Daley said public service “is an honorable calling” and praised Obama for his leadership “during a most difficult time for our nation.” He vowed to the president that his team “will not let you down, nor the nation.”
Obama announced the staff changes with Daley standing by his side, along with Peter Rouse, who has been filling in as interim chief of staff since Rahm Emanuel left in the fall to run for mayor of Chicago. Rouse will now serve as counselor to the president — a move that drew cheers and a standing ovation from the crowd of White House aides.
“He is a unique and indispensable asset to me and to this administration. I cannot imagine life here without him, and I told him so,” Obama said.
In contrast to the reverie at the White House, Obama’s choice in Daley immediately angered liberal groups who say he is too beholden to the business community. Among other things, Daley opposed the creation of the Consumer Financial Protection Bureau, a major priority of liberals.
Justin Ruben, executive director of MoveOn.org, which has 5 million members, said Daley’s selection “is troubling and sends the wrong message to the American people” because of his ties to big business.
“This was a real mistake by the White House,” added Adam Green of the Progressive Change Campaign Committee, which boasts a membership of 675,000. “Bill Daley consistently urges the Democratic Party to pursue a corporate agenda that alienates both independent and Democratic voters. If President Obama listens to that kind of political advice from Bill Daley, Democrats will suffer a disastrous 2012.”
Paul Blumenthal of the Sunlight Foundation, a government transparency group, warned that Daley will serve as “an official emissary from Wall Street” in the White House.
Picking Daley sends “the message that ... normal people matter less than the continued flow of campaign donations from the uber-wealthy,” Blumenthal wrote in a blog post on the group’s website.
Not surprisingly, the business community embraced the news.
U.S. Chamber of Commerce President and CEO Tom Donohue praised Daley as “a strong appointment” who understands the business sector.

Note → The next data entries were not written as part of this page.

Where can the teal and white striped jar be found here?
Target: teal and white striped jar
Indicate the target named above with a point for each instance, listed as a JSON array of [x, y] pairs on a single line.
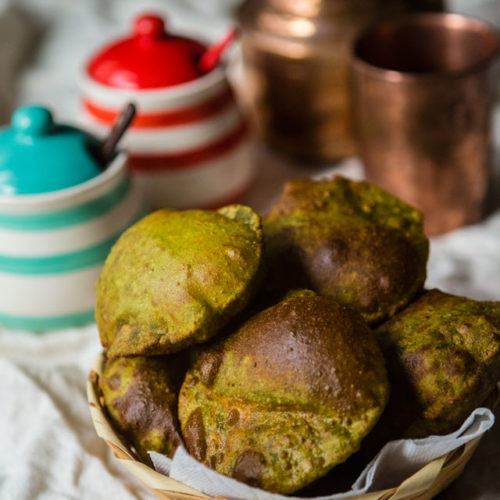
[[61, 210], [53, 246]]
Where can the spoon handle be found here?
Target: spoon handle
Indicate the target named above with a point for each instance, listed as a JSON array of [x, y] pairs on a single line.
[[109, 144]]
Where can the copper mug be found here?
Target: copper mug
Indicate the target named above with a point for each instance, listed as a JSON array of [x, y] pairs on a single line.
[[424, 95], [297, 61]]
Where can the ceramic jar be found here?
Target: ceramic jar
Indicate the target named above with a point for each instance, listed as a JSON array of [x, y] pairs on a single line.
[[59, 216], [188, 143]]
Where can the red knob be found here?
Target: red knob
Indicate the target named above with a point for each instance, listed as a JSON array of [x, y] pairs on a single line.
[[149, 25]]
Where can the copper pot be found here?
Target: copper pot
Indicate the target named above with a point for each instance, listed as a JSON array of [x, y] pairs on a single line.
[[297, 60], [424, 95]]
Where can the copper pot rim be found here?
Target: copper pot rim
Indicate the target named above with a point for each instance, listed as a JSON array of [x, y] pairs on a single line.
[[432, 18]]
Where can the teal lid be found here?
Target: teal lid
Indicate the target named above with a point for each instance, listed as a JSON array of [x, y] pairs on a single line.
[[39, 156]]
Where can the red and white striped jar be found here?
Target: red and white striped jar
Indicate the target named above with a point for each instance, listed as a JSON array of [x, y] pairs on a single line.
[[188, 144]]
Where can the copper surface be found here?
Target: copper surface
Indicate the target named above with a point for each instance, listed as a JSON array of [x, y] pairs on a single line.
[[424, 95], [297, 61]]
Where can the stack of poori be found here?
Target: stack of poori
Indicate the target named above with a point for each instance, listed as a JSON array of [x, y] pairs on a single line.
[[270, 350]]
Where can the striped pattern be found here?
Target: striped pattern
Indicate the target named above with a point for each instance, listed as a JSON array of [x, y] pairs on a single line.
[[423, 485], [50, 260], [192, 126]]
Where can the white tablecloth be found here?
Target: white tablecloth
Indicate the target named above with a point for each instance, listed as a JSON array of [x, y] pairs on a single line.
[[48, 448]]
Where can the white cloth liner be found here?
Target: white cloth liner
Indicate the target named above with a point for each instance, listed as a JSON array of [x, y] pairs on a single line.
[[396, 461]]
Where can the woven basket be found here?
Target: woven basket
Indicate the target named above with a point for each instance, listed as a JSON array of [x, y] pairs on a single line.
[[423, 485]]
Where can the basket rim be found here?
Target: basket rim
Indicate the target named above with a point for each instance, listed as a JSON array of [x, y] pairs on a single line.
[[423, 484]]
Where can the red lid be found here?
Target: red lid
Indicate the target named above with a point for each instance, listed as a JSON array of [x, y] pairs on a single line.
[[150, 58]]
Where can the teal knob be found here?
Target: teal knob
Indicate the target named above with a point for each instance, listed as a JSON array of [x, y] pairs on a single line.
[[32, 120], [40, 156]]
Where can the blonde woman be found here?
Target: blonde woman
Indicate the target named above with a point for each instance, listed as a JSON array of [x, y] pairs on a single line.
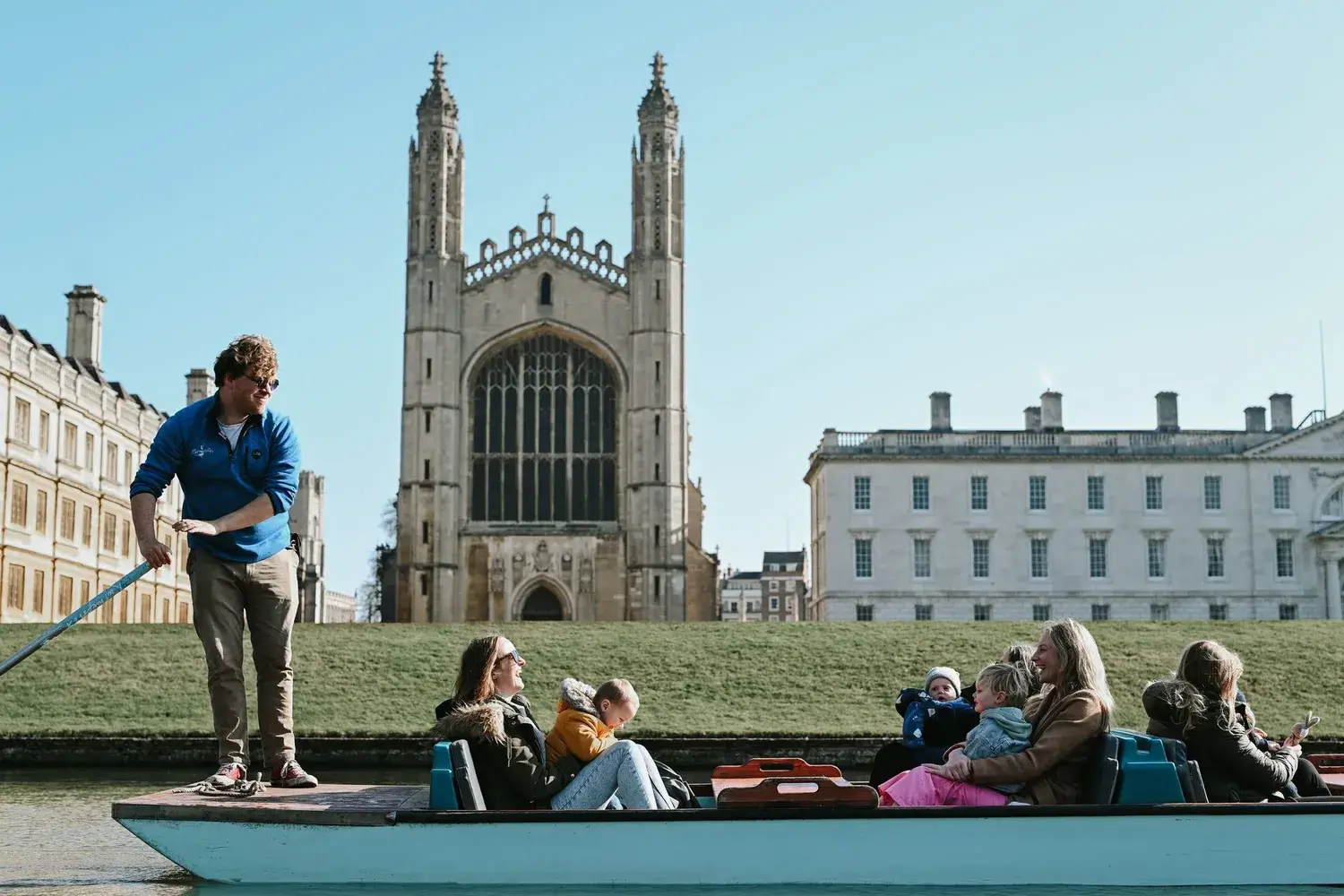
[[1072, 710], [1198, 704]]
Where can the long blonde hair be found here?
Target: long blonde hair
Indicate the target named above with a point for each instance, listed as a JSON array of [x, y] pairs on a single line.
[[1080, 665]]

“Bill Daley is a man of stature and extraordinary experience in government, business, trade negotiations, and global affairs,” Donohue said in a statement. “We look forward to working with him to accelerate our recovery, grow the economy, create jobs, and tackle America’s global challenges.”
Jay Timmons, executive vice president of the National Association of Manufacturers, called Daley a “strong business leader” and pointed to the group’s solid working relationship during the Clinton years.
“We look forward to working with him again on policies that will move our country forward, especially on job creation, economic growth and global competitiveness,” Timmons said.